ECCV 2022 MOTComplex Workshop | Multiple Object Tracking and Segmentation in Complex Environments Workshop in ECCV 2022. Call for challenge participation!

News

[October 22] All technical reports of top teams in four challenges are available now ! Thanks for their sharing.

[July 11] UVO Challenge is open today ! [Dataset Download] [Evaluation Server Image] [Evaluation Server Video]

[July 10] YouTubeVIS: Long Video Challenge is open today ! [Dataset Download] [Evaluation Server]

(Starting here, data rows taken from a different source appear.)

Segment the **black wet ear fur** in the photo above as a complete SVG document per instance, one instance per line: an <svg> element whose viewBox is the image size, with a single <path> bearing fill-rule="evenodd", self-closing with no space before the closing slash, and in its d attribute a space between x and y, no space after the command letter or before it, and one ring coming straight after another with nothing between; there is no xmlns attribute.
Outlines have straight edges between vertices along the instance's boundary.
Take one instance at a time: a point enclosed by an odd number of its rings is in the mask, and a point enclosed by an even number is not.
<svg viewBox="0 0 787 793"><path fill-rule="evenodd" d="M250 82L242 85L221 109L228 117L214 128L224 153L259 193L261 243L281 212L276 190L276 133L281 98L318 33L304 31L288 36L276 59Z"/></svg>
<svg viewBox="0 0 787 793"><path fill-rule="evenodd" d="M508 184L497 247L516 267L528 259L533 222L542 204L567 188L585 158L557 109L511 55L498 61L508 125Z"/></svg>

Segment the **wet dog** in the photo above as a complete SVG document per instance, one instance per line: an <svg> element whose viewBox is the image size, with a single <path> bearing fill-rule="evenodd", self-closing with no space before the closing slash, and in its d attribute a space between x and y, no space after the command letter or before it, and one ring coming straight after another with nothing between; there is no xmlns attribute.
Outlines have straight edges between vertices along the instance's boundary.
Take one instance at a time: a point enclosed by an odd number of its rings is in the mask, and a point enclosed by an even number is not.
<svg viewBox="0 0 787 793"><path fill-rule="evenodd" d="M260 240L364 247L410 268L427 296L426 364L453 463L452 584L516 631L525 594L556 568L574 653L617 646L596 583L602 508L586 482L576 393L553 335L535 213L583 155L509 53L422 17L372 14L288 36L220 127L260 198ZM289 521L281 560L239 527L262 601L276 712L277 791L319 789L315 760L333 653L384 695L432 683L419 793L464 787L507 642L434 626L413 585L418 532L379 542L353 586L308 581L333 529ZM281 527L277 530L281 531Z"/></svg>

[July 5] OVIS Challenge is open today ! [Dataset Download] [Evaluation Server]

[July 4] DanceTrack Challenge is open today ! [Dataset Download] [Evaluation Server]

[July 3] Competition Phase 1 is postponed to July 11, 2022 (00:01am UTC Time). Apology for this delay.

Overview

Abstract

Multiple object tracking and segmentation aims to localize and associate objects of interest along time, and serves as fundamental technologies in many practical applications, such as visual surveillance, public security, video analysis, and human-computer interaction.

Computer vision systems nowadays have achieved great performance in simple tracking and segmentation scenes, such as MOT dataset and DAVIS dataset, but are not as robust as the human vision system, especially in complex environments.

To advance current vision systems performance in complex environments, our workshop explores four settings of multiple object tracking and segmentation: (a) long video (b) occluded object (c) diverse motion (d) open-world.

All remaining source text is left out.